Over the past four years, Zumper went from a couple people working out of free office space and making a fraction of the salaries they could have earned elsewhere to a 75 person company fueled by an unhealthy La Croix addiction that is trying to build something really big.

I used to worry about this transition a lot: How do you grow from 7 to 75 without losing your team culture, that unique DNA that got you your first big wins?

Here are the three lessons I learned:

1. First, this was a stupid way to frame it.

Your early-stage culture is always going to be the foundation, but you have to allow it to evolve. Change is not bad. However much you loved the early days of the hustle and grind, you have to see evolution as a good thing. What makes a Series B company successful is very different from what makes a Seed company successful.

Here’s an example.

Back in the early days we’d make large strategic decisions by shooting from the hip. We had to. We were starving for oxygen and we needed our company culture to reflect that. We used to make fast calls and unpick them even faster if we were wrong, and we did this on repeat. I don’t regret it. It was the right decision at the time, and it wasn’t so much even a decision as it was a cultural norm we adopted from day one without ever talking about it explicitly.

That culture no longer works at our current stage, and we found that out the hard way. A year ago we made a large technical decision in the “quick, let’s go and build” manner. We made the wrong decision. It was a decision that took us more than six months to unpick.

When we recently revisited this decision and came up with a second strategy, we adopted a new cultural norm of doing things that we again never explicitly discussed, but which had evolved sub-consciously in all of us. We spent a month researching the decision. We read extensively. We talked to CTOs and Heads of Engineering at larger companies in parallel industries, and put our cards down on the table: we were not by any means experts in this technical decision and we wanted their advice.
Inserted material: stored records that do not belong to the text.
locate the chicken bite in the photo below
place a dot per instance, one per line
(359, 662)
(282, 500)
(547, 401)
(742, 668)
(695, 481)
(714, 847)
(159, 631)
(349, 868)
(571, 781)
This time around the solution will work.

None of this is to say you should lose the scrappy, hard-working ethic upon which you founded the company. That must remain in your DNA. But the 2am nights at Seed stage that were only about execution must now be replaced by thoughtful research and collaboration to get to the right decision. Same work ethic, but with an evolved culture and higher quality output. And hopefully fewer 2am nights.

2. Second, the most immediate lever at your disposal is your hiring and retention strategy.
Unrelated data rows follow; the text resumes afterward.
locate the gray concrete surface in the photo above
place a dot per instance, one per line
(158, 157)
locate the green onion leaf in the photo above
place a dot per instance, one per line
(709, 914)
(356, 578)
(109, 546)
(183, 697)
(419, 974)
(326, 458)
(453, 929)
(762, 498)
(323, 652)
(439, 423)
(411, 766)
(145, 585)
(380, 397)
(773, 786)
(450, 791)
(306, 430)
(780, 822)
As I’ve written about before, with each new hire, you aren’t just adding one to your headcount, you’re adding dozens of new relationships to your organization. Your culture is the aggregation of those relationships and how things gets done. And so hiring is the single biggest lever you have to shape your culture.

How do you hire for culture? Now that’s hard. Interview questions alone aren’t going to reveal if someone will be a fit. No one thinks they’re a slacker. No one thinks they’re not a team player or intellectually curious. Look for candidates who embody the culture you’re building. In many cases this could be someone whose resume may not immediately stand out, but whose past experiences of working at, for example, a company that didn’t work out but who fought until the last day makes them a perfect hire for a fast growing company that has its own ups and downs.

Once on board, you have a responsibility to nourish the best additions to your culture and remove the influences that dilute it. Letting people go is the hardest thing you will ever do as CEO, but sometimes you will have to let someone go not because they aren’t clever, but because they don’t fit the way you do things. As long as they’ve been given a fair shot at this, that’s ok because your culture will benefit from it.

Anthemos Georgiades

3. Third, the role of a CEO in driving the culture has to change too.

Back in the early days, as a founder you have a critical influence on every interaction, every decision, every cultural signal. You want to be in every meeting, at every team dinner, making sure everyone is getting on well and that everyone feels heard.

At 75 people, your personal role in culture is still critical, but it also needs to evolve. It’s now about fostering what the team brings, rather than trying to impose a cultural ideal on them.

The dozens of people we’ve added in the past four years have brought a wonderful blend of brainpower, experience and humor with them. Your job cannot be to tell these people how to live up to those halcyon Seed days. If we’d done that at Zumper, we would have continued to make decisions without the proper diligence. Your role as the CEO of a larger organization is to channel everything your new hires bring into a culture that remains authentic and consistent with the early DNA, but which grows and matures with the company.